Arabia Saudita comenzó a recortar su producción en dos yacimientos clave, sumándose a las reducciones ya implementadas por Irak, Kuwait, Qatar y los Emiratos Árabes Unidos, en el marco del conflicto bélico entre EE.UU., Israel e Irán que paralizó el tráfico marítimo en el Golfo Pérsico. El precio del crudo trepó casi 30% el lunes, superando los USD 119 por barril, alcanzando su nivel más alto desde 2022, mientras cientos de buques permanecen inmovilizados dentro del Golfo y en las inmediaciones del Estrecho de Ormuz. Se estima que el conflicto ya redujo la oferta global en 200 millones de barriles en los últimos diez días.

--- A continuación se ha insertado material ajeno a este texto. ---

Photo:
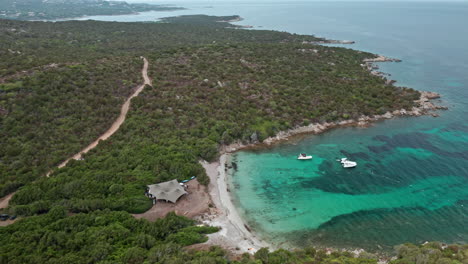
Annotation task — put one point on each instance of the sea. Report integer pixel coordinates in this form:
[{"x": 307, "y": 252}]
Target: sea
[{"x": 411, "y": 182}]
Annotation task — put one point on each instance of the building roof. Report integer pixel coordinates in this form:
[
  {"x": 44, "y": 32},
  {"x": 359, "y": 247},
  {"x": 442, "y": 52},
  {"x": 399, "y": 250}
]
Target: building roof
[{"x": 169, "y": 191}]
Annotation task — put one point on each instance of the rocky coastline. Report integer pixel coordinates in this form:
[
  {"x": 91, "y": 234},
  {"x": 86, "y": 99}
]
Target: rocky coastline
[{"x": 423, "y": 106}]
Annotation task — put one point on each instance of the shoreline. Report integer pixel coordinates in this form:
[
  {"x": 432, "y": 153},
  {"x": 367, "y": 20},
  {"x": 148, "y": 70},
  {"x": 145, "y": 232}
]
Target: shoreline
[
  {"x": 424, "y": 107},
  {"x": 234, "y": 235}
]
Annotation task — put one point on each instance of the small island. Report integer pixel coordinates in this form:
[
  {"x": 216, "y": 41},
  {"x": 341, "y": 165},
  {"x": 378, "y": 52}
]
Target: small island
[
  {"x": 60, "y": 9},
  {"x": 193, "y": 87}
]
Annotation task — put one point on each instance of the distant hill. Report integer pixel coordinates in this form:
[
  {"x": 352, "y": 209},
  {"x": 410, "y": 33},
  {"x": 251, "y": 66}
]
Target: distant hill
[{"x": 56, "y": 9}]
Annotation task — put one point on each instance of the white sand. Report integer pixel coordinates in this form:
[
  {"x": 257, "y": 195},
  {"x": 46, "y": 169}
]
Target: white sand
[{"x": 233, "y": 235}]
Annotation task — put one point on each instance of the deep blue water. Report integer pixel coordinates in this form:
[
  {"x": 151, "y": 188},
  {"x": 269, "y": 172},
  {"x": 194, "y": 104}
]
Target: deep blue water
[{"x": 411, "y": 184}]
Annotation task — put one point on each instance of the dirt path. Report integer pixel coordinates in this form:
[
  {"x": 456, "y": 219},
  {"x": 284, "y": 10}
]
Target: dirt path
[
  {"x": 117, "y": 123},
  {"x": 5, "y": 201},
  {"x": 194, "y": 204}
]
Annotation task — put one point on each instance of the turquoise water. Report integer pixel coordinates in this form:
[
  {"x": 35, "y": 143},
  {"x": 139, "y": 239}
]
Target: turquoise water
[{"x": 411, "y": 184}]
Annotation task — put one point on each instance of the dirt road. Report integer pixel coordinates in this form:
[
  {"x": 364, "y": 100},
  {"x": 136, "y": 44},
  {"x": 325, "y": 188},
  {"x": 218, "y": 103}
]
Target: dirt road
[{"x": 117, "y": 123}]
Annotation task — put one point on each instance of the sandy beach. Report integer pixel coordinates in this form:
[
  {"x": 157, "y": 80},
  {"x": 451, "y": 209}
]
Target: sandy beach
[{"x": 234, "y": 234}]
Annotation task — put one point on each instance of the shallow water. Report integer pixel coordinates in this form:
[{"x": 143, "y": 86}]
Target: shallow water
[{"x": 411, "y": 184}]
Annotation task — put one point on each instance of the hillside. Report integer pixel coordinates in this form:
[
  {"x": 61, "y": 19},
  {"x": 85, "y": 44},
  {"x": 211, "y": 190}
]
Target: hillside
[
  {"x": 62, "y": 85},
  {"x": 57, "y": 9}
]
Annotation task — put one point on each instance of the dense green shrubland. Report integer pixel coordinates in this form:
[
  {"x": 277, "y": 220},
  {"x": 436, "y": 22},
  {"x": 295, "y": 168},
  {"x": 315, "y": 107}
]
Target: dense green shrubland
[
  {"x": 62, "y": 84},
  {"x": 116, "y": 237},
  {"x": 204, "y": 97}
]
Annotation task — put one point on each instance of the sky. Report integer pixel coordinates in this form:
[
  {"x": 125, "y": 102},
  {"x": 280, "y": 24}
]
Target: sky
[{"x": 269, "y": 1}]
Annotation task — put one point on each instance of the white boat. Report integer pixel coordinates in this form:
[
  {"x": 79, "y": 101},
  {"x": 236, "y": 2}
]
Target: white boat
[
  {"x": 304, "y": 156},
  {"x": 347, "y": 163}
]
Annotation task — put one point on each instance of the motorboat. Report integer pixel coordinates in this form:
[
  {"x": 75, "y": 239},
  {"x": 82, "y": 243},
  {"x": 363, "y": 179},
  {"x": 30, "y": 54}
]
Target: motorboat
[
  {"x": 304, "y": 156},
  {"x": 347, "y": 163}
]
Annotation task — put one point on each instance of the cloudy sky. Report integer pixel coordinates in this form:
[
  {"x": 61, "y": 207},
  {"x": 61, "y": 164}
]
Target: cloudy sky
[{"x": 269, "y": 1}]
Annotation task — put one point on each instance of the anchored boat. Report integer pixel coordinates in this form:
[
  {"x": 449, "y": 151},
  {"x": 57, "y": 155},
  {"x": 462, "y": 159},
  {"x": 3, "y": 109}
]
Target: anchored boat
[
  {"x": 304, "y": 156},
  {"x": 347, "y": 163}
]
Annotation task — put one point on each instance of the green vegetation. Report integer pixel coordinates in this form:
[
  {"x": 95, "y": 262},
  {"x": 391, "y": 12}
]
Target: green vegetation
[
  {"x": 116, "y": 237},
  {"x": 62, "y": 84},
  {"x": 83, "y": 71},
  {"x": 98, "y": 237},
  {"x": 57, "y": 9}
]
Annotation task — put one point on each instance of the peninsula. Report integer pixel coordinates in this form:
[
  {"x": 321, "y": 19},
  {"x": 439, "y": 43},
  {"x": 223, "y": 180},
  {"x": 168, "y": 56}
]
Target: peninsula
[
  {"x": 64, "y": 84},
  {"x": 60, "y": 9}
]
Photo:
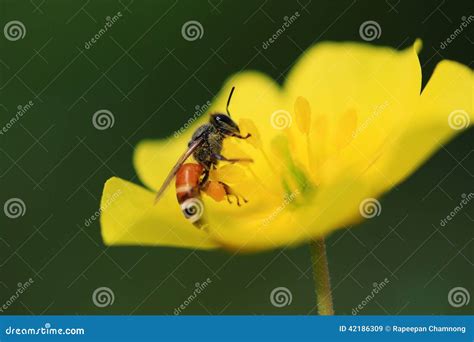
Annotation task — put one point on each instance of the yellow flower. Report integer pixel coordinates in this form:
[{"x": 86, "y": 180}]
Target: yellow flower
[{"x": 349, "y": 123}]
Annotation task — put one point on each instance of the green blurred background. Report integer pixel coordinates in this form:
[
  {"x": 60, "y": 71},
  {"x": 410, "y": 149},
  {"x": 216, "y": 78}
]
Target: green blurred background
[{"x": 151, "y": 79}]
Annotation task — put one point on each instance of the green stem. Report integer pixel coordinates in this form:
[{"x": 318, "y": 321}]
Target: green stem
[{"x": 322, "y": 281}]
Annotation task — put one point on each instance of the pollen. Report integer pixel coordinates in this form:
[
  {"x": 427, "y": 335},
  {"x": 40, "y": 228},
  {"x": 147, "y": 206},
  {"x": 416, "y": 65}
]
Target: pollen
[{"x": 303, "y": 114}]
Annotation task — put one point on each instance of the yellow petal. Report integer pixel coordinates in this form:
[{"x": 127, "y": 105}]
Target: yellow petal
[
  {"x": 303, "y": 114},
  {"x": 129, "y": 217},
  {"x": 287, "y": 224},
  {"x": 378, "y": 86},
  {"x": 444, "y": 110}
]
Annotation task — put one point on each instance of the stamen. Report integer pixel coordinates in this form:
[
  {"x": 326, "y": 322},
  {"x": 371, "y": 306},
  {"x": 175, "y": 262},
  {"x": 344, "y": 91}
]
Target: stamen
[{"x": 281, "y": 149}]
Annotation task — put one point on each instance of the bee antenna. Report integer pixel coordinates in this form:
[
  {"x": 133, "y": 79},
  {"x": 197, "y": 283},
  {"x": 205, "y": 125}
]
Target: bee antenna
[{"x": 228, "y": 101}]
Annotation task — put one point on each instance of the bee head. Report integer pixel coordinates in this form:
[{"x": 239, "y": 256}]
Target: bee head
[{"x": 224, "y": 124}]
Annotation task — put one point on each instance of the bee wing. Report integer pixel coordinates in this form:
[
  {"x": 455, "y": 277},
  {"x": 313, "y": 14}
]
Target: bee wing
[{"x": 176, "y": 167}]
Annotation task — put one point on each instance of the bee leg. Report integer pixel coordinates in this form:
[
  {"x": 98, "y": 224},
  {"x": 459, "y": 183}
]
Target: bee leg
[
  {"x": 232, "y": 160},
  {"x": 229, "y": 192}
]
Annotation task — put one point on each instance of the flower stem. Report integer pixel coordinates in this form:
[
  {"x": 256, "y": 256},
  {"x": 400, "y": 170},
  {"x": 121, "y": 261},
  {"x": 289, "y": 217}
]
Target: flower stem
[{"x": 322, "y": 281}]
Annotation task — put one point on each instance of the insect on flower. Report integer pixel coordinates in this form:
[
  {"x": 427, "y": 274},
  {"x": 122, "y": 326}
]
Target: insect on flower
[{"x": 192, "y": 178}]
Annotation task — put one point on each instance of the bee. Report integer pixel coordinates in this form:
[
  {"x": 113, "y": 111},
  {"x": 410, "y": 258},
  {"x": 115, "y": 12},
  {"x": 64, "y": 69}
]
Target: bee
[{"x": 193, "y": 178}]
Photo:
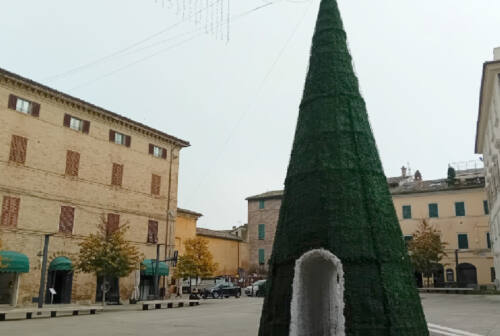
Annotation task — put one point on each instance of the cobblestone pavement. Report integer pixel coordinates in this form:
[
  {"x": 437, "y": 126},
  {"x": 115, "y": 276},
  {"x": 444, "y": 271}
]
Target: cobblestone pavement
[{"x": 448, "y": 315}]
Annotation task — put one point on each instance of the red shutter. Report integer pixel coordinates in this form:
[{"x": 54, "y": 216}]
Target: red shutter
[
  {"x": 66, "y": 219},
  {"x": 86, "y": 126},
  {"x": 12, "y": 102},
  {"x": 35, "y": 109},
  {"x": 67, "y": 120}
]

Ante la escalada, los ministros de Finanzas del G7 debatieron la liberación de reservas de emergencia, una decisión que podría formalizarse a nivel de jefes de Estado durante la semana. La Agencia Internacional de Energía (AIE) dispone de más de 1.200 millones de barriles en reservas públicas y otros 600 millones en stocks industriales. Japón, que importa el 95% de su petróleo desde Oriente Medio, ya instruyó a sus instalaciones de reserva para preparar una eventual liberación. Corea del Sur anunció topes de precios a los combustibles por primera vez en casi 30 años, Vietnam eliminó aranceles de importación a los carburantes y China ordenó a sus refinadoras suspender exportaciones de combustible.
Francia desplegó una docena de buques navales en el Mediterráneo, el Mar Rojo y potencialmente en Ormuz como apoyo defensivo a sus aliados. La designación de Mojtaba Jamenei como nuevo líder supremo iraní enfrió las expectativas de una resolución diplomática rápida. Sin embargo, las declaraciones del presidente estadounidense Donald Trump, quien afirmó que la victoria sobre Irán está prácticamente lograda y que la Marina de EE.UU. escoltará petroleros que atraviesen el Estrecho de Ormuz, generaron cierta descompresión en los mercados financieros, reduciendo parcialmente la prima de riesgo geopolítico incorporada en los precios de los últimos días.